I guess the other aspect I didn’t ask about is keywords. I used Themezoom to find the best keywords to use on Adwords for the general topic that I’m targetting. Obviously some phrases are working better than others while quite a few need a higher bid before they will show. Would you put adjusting and refining keywords ahead of tweaking the headline in order to increase results?
Thanks.
Jill
Marc
July 22nd, 2006 at 4:59 pm
2With regards to quite a few keywords requiring a higher bid before they show, there was a shakeup at Google Adwords over the past week. They’ve modified their quality algorithms to work against people doing what I’ve detailed here. Check out http://perrymarshall.com/renaissance/googlefiasco.htm for more information on this.

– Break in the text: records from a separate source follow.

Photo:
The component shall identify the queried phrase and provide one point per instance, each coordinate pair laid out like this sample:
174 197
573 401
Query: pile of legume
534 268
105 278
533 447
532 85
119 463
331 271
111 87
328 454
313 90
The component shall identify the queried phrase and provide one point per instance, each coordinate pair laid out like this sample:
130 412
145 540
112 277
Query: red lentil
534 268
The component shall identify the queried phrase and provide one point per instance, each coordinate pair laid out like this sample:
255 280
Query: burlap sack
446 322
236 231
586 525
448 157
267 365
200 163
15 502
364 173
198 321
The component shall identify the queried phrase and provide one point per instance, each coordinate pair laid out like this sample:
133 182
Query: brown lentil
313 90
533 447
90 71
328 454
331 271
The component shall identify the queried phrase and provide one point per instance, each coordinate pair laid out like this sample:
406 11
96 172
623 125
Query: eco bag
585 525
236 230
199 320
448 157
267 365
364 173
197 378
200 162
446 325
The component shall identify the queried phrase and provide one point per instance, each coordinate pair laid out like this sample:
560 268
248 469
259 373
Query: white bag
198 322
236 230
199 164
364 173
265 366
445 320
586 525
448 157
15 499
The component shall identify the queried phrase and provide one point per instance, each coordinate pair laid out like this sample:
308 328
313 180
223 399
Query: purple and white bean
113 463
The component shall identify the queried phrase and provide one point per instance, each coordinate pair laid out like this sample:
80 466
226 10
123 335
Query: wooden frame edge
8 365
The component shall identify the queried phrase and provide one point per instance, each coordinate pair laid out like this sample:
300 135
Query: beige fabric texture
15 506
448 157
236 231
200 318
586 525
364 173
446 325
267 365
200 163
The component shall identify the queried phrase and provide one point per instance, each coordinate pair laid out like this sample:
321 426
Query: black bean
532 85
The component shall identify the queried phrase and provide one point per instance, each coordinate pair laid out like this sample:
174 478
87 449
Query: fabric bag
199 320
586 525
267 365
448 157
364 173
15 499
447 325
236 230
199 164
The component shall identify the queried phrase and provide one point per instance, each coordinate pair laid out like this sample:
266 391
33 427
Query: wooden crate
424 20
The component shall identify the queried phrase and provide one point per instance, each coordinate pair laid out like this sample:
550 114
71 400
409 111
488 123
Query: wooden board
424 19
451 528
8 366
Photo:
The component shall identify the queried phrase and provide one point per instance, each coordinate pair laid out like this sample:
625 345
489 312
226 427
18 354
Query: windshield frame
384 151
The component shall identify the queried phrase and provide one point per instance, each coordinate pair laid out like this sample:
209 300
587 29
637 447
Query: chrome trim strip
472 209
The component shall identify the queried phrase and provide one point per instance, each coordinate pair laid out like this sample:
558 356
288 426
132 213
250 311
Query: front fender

With regards to keyword list refinement vs headline tweaking - why not do both at the same time? Write a couple more headlines and run them all with your refined keywords. They would both be equally important, so do both
But to be honest, I really don’t refine keywords until later stages.
Marc
Jim
July 23rd, 2006 at 10:45 am
3Marc,
Thanks for sharing that link to Perry’s site. I’m not happy about what Google is doing! I was just about to start a compaign for a new digital audio product I created using a squeeze page with video. Maybe I will look at Overture instead since I have a feeling my squeeze page will get hammered.
Jim
Matt
July 24th, 2006 at 1:38 am
4Hey Marc,
Thanks for your tips! I implemented what you have taught and so far Adwords has not sent any traffic, probably due to this new algorithm. However, Overture sent 3 clicks and I made a sale already! I think I have a winner
My question is, What are other good PPC services I can utilize since Google isn’t working out?
Matt
July 25th, 2006 at 10:51 am
5WHOA, I have 3 sales already with only 31 clicks. Thanks Marc! That is $1.38 VPV.
Marc
July 25th, 2006 at 4:13 pm
6Matt,
You may have found a hungry market. Start looking for other products in the same niche that that complement your existing product.
Keep in mind that you haven’t gotten enough traffic to really gage the market yet. Up your bids and start getting more traffic to really test it out.
You’ll want to implement a list building tool so you can start adding these people to your own personal list. I’ll be talking about that in our next installment.